I am sitting next to Dr. Jeff who has brought with him a gift for me that necessitates an on-the-spot scientific demonstration illustrating the meaning of meniscus. The gift is a sealed-for-sterility calibrated pipet (Pipette is the name of our first daughter.) Dr. Jeff sucks up some "Sprite" into the pipet and I learn to read the amount from the lowest point of the concave surface (meniscus) of the Sprite. Adjacent lessons about capillary action and the dreaded parallax error are had. (Parallax is the name of our first son.) When taking measurements, the parallax error may be avoided by the bobbling of one's head as if you were one of those dashboard hula girl figurines. I think the idea is to take an average or to never attempt to read a calibrated pipet unless you are in a taxi moving over the distempered pavement of Lexington Avenue.
There are dogs among us, one of which appears to be possessed by a demon and fixated on Little David. I could not bear to photograph the ensuing recreation of the demonic conception in Rosemary's Baby in which Paul and Tom chant while Little David is mounted as Mia Farrow. (You have to click on this one.)
The other dog is interested in a bag of chicken jerky tenders the consumption of which by humans is considered. Briefly. (Jerky is the name of our second son.)

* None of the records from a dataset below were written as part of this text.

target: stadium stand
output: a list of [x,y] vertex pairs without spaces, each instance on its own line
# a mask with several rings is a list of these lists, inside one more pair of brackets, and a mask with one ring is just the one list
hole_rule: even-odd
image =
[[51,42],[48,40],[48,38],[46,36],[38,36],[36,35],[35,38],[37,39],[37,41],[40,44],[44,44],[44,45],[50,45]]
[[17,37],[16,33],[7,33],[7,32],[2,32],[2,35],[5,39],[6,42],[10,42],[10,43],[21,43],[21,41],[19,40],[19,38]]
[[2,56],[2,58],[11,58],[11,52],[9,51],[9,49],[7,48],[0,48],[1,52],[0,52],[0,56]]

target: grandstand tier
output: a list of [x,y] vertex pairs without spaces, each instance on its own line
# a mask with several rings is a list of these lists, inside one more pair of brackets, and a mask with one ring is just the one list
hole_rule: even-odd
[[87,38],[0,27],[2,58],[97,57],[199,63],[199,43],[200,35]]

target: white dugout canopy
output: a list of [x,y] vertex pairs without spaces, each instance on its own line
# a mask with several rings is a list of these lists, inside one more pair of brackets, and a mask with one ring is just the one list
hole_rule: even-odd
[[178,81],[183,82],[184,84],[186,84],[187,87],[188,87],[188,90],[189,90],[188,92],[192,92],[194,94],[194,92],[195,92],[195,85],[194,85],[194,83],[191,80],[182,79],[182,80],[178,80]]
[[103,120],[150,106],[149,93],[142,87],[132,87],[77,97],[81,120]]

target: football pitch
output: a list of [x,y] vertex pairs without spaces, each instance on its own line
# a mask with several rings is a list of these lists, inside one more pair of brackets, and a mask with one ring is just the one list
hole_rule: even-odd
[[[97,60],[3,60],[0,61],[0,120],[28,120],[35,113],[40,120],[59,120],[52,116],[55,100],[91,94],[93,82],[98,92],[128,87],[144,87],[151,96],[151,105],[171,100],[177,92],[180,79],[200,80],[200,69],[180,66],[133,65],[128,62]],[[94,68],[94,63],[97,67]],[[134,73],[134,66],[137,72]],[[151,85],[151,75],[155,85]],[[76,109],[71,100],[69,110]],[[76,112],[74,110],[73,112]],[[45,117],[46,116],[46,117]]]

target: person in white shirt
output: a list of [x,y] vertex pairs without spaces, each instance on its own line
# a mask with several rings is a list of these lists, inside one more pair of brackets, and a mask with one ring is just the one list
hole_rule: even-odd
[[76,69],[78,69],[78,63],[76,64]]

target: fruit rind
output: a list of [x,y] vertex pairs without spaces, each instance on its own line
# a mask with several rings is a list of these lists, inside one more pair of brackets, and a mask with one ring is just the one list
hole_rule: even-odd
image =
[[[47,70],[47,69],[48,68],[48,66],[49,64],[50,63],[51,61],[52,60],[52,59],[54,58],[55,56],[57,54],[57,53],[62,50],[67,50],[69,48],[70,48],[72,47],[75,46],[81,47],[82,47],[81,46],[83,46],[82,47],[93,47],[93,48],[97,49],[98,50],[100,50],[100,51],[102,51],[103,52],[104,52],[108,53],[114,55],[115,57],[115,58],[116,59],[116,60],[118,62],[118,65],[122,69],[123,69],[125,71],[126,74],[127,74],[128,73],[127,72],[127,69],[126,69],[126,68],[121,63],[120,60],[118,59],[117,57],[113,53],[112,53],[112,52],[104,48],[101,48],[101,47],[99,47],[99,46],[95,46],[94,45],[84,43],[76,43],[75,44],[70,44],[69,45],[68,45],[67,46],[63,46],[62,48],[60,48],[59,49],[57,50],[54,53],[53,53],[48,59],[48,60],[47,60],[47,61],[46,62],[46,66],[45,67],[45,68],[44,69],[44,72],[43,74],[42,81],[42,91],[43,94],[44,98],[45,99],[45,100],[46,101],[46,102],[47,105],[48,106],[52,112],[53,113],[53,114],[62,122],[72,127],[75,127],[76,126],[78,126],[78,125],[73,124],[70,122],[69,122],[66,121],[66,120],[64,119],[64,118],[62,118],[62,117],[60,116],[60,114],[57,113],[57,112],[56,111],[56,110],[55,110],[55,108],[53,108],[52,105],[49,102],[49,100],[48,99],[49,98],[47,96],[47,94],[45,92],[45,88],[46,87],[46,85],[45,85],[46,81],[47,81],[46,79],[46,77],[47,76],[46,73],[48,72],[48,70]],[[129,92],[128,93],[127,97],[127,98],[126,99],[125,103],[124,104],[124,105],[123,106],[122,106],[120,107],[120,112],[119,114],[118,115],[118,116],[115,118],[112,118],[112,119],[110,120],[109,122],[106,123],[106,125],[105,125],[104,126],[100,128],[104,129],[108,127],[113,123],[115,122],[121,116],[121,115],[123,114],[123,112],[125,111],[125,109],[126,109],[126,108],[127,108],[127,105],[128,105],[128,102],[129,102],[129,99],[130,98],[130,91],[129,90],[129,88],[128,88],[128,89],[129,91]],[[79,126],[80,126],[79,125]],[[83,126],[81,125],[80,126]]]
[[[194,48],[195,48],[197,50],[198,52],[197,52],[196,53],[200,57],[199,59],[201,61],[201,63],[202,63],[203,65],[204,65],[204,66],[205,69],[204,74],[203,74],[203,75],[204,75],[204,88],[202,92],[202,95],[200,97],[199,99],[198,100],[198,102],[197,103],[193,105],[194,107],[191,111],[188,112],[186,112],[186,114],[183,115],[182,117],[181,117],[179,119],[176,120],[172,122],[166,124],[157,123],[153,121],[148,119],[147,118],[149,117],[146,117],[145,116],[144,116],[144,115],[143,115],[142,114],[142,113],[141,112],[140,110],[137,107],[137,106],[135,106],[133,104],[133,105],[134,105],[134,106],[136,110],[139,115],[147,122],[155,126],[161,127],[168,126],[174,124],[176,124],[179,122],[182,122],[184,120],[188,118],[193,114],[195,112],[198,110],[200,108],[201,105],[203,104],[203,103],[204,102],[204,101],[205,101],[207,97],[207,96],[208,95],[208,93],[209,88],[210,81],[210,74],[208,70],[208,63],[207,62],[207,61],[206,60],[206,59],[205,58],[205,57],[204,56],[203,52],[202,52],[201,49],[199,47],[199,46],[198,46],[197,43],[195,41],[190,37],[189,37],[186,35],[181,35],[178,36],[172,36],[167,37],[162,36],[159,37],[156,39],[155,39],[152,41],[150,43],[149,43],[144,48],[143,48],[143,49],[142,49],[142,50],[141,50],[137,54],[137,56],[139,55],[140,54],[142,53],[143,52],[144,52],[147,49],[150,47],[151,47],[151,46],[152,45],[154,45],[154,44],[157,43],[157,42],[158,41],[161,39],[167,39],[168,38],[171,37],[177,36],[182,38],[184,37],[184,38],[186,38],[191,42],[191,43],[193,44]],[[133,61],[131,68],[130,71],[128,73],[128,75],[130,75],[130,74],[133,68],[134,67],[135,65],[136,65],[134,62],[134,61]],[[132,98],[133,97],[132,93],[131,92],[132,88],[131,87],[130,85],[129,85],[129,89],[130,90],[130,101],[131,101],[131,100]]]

Later on, someone learns a lesson about not trying to play Frisbee after having enjoyed too much "Sprite".
The Frisbee game, coupled with an earlier visit to the gym, does me in. I'm sure I have hyponatremia but I am clueless as to how one ought to calculate the correct amount of sodium needed to replenish the body after exercise and perspiration. I am reduced to seatbound inertia for the rest of our time on the hill (Eyenursha is the name of our second daughter.)
Plans are made for a reconvening of the group late in the evening at Nowhere (bar on 14th Street that hosts a regularly scheduled retroish event called "Double headed disco". Tonight is their offshoot called "Double headed disco sucks" meaning we will hear non-disco music from the same era.) At the bar, we meet BJ and discuss our plans for the upcoming trip to Ptown. We also discuss the fact that many gay men prefer to watch straight porn because the men seem more "natural". BJ and C deride this, saying that they simply cannot ignore the presence of elongated and red-lacquered fingernails wrapped around a straight man's dick and the visual framework of thick lipstick, foundation, mascara, eye shadow and streaked blonde hair servicing the same appendage. They marvel at the fact that straight men can actually endure this let alone enjoy it. I suggest that straight men prefer the cosmetically overwrought ministrations because it allows them to further objectify the source of their stimulation. That is not a woman. It's just some sort of painted appliance. This would certainly explain kabuki. (Our fifth child, adopted in Thailand, is named Porn.)